Further, the artist, Vincent Namatjira, who is known for his witty and subversive portraits critiquing colonialism, and who has been a finalist in previous years, is the great-grandson of well-known and recently revalued artist Albert Namatjira. His reputation undermined by the perception that his style endorsed European proprietorship, Albert Namatjira’s landscapes have come to be understood as coded expressions of traditional sites and sacred knowledge. It is never too late to attempt to make amends to everyone.

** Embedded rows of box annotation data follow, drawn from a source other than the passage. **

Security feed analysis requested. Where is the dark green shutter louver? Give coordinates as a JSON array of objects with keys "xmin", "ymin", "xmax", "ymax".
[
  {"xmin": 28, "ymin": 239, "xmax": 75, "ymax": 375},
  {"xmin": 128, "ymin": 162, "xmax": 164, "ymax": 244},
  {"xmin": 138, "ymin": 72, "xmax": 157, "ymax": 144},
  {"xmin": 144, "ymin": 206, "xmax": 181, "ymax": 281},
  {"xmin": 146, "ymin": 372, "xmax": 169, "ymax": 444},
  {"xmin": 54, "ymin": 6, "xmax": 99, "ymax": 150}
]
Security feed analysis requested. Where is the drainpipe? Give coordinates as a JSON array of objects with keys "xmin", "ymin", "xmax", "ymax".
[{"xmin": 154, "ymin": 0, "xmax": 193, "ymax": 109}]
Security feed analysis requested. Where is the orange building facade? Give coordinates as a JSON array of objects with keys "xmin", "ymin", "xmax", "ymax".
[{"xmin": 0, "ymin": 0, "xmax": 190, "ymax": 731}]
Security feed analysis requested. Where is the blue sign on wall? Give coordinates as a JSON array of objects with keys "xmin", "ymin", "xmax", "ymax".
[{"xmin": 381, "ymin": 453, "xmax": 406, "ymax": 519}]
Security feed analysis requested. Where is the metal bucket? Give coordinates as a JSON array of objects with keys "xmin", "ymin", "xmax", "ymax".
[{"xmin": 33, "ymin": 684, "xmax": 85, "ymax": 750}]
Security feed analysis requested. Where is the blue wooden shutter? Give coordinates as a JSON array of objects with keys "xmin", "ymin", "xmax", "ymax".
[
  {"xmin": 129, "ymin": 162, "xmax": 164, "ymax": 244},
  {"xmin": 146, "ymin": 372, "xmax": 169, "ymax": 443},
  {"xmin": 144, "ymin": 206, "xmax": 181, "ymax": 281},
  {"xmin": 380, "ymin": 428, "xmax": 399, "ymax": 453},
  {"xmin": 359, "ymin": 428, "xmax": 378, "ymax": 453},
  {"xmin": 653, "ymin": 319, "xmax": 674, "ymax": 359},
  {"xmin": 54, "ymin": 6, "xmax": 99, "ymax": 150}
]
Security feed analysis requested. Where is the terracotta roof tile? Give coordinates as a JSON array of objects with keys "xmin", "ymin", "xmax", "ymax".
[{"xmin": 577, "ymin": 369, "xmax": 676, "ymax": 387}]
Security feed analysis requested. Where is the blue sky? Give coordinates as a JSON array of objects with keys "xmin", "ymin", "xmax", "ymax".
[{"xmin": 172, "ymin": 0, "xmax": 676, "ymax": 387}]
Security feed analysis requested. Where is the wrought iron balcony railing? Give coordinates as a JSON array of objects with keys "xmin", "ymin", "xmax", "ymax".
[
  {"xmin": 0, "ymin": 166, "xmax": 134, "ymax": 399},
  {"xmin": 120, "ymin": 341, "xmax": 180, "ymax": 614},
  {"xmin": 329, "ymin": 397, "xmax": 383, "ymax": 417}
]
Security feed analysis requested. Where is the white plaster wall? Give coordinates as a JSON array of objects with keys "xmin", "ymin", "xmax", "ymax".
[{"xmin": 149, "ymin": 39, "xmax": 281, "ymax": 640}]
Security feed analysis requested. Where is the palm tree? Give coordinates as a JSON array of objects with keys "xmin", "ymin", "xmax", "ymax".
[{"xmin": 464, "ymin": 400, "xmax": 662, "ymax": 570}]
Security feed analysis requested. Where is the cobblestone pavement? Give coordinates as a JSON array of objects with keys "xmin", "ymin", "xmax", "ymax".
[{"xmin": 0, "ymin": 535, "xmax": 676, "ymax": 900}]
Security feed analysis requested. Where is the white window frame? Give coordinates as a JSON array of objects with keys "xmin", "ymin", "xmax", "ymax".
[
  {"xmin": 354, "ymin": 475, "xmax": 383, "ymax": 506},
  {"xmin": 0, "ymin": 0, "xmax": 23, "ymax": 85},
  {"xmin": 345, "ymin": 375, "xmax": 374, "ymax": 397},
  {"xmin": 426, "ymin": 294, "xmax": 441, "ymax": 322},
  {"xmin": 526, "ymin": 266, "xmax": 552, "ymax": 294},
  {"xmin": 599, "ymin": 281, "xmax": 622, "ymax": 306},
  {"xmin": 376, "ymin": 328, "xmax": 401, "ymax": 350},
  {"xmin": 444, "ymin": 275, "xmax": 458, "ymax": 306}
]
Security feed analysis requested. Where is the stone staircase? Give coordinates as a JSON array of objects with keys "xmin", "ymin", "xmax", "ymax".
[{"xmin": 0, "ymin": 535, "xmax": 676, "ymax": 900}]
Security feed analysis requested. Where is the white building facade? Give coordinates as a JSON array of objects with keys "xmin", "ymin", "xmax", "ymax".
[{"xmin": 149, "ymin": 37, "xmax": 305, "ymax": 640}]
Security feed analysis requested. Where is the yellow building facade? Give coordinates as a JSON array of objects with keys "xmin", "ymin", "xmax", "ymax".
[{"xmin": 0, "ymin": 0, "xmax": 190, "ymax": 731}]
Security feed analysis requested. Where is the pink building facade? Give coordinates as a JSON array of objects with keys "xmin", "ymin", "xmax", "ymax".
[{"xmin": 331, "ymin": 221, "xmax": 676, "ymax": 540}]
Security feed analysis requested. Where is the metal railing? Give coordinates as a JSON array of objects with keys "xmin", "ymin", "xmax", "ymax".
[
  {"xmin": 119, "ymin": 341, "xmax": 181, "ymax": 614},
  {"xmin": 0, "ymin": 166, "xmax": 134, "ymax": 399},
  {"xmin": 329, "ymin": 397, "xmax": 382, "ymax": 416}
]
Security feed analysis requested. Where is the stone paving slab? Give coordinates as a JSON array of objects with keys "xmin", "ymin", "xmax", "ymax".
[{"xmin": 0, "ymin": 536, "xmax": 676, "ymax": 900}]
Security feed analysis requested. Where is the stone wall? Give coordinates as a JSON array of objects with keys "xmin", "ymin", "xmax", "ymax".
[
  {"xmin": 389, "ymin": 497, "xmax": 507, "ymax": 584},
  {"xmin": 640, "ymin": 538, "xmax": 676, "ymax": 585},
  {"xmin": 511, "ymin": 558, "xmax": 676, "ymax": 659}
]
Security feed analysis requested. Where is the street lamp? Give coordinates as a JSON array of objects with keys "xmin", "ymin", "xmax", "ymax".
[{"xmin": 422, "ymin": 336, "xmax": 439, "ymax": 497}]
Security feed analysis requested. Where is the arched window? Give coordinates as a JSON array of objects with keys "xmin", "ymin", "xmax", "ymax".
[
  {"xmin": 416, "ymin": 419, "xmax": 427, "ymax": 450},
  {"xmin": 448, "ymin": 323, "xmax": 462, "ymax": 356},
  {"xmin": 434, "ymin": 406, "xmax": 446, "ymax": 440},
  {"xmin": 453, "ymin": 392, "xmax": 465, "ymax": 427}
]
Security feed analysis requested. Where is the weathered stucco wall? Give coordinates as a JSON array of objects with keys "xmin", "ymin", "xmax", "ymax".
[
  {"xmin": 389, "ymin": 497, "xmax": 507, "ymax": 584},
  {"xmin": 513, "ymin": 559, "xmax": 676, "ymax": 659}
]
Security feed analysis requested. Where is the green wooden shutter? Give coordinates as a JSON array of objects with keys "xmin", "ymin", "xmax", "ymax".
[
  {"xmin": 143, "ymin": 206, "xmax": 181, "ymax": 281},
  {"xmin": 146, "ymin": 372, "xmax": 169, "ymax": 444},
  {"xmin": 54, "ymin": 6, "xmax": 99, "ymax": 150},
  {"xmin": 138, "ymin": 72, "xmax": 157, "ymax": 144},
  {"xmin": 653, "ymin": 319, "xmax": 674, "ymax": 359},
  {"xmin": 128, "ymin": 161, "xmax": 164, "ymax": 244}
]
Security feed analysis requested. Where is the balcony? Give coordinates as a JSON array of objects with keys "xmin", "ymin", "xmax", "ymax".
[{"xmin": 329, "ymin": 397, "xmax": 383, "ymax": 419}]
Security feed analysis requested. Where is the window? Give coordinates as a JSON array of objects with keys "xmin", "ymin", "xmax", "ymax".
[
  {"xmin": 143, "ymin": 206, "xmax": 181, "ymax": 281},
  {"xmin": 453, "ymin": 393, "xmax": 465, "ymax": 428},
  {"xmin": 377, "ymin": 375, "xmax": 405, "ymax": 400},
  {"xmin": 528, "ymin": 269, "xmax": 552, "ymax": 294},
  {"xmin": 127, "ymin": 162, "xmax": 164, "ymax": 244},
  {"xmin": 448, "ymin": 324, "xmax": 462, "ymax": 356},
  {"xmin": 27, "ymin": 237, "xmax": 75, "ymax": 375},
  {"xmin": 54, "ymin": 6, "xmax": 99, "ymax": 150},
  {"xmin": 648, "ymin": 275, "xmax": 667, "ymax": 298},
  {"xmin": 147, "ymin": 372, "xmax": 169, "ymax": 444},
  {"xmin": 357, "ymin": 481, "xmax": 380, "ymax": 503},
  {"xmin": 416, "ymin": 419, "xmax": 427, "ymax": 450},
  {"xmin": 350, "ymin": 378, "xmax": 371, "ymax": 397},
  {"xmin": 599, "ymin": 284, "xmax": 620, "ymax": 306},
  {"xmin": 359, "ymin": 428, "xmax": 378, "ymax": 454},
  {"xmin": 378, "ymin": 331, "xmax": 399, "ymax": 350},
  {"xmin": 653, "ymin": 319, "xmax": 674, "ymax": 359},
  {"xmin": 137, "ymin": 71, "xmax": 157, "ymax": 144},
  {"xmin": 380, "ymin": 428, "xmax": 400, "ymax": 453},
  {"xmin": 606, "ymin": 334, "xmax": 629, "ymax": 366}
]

In addition to getting the Prize right, the list of finalists included several Indigenous artists – Charlene Carrington’s portrait of her father, Blak Douglas’s “Writing in the Sand” (a portrait of Dujuan Hoosan), Tiger Yaltangki’s joyous reflection on himself, Kaylene Whiskey’s whimsical “Dolly Parton visits Indulkana”, Thea Anamara Perkins’s respectful and loving “Poppy Chicka” and Meyne Wyatt’s catchy self-portrait which won the packing-room prize – showcasing the vibrancy of Indigenous art and its diversity. It is an important selection, acting as a corrective to the public’s perception of Indigenous art as necessarily dots and emu tracks.
The justice of the award and selection aside, there is much to enjoy, reflect on and wonder at in the 55 portraits on display. There are sensitive reminders of the importance of mental health – Karen Black’s “Madonna”, Melanie Gray’s “Disquietude” – and, as expected, a proliferation of artists’ self-portraits or portraits of artists by artists. Many are lovely in the traditional sense, for instance Tsering Hannaford’s classical self-portrait, and many, like Neil Tomkins and Digby Webster’s conjoined portraits of each other, are endearing and quirky. Some like Yuri Shimmyo’s small self-portrait are quietly interrogative and others, like Dee Smart’s “I’m here”, are confronting.
In contrast there is the BIG portrait, intimidating and overpowering, of figures of relative fame and power: Paul Newton’s imposing white-clad Maggie Tabberer and Jun Chen’s portrait of art dealer Phillip Bacon descending, god-like, to make or break the unseen suppliant. More likely to be recognised by judges as significant figures of our time are the large half-body portraits: Angus MacDonald’s intense Behrouz Boochani (a likely front runner), Justine Muller’s reflective Jack Mundey, Charles Mouyat’s almost saintly Matt Kean (NSW Minister for Environment and Energy) and Craig Ruddy’s seer-like Bruce Pascoe, all of whom are “distinguished” by a passion for larger social issues.
However, prizes and issues aside, one portrait may just appeal as a painting and, in my case, it was Richard Lewer’s portrait of Liz Laverty described by the artist “as a warm, passionate, humble woman”. He gets it across.
The finalists for the Archibald, Wynne and Sulman Prizes, and for Young Archie, a competition for 5- to 18-year-olds are on display at the NSW Art Gallery until January 10, 2021.